O caminho de volta
“Sossega, menino, parece que tem bicho-carpinteiro no corpo!”, ralhava minha mãe. Nunca consegui saber com exatidão como era o tal bicho-carpinteiro. Luís da Câmara Cascudo, mestre de sapiência maior nessas coisas do povo, nada esclarece, mas, pelo sentido da frase, dá para entender que é alguma aflição que nos faz viver num movimento perpétuo. Se é isso mesmo, não creio que seja defeito para um repórter. Pelo menos, nos faz sempre voltar para a cidade de onde partimos, que é aquela cujas esquinas conhecemos, onde esbarramos nas ruas com conhecidos ou com velhos amigos, cujos cheiros, sons e cores nos trazem lembranças.

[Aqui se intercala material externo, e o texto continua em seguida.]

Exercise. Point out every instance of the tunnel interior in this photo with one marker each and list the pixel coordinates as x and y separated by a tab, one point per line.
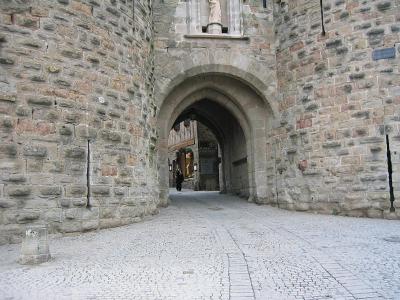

É muito bom ter para onde voltar, posso garantir, tendo passado tantos anos proibido de fazer esse retorno. Joaquim du Bellay, poeta renascentista francês, nos ensina que “feliz é quem, como Ulisses, fez uma bela viagem, e, depois, voltou, cheio de sabedoria, a viver o resto de seus dias entre os seus parentes”.
ALVES, Marcio Moreira. O Globo. 18 dez. 2003.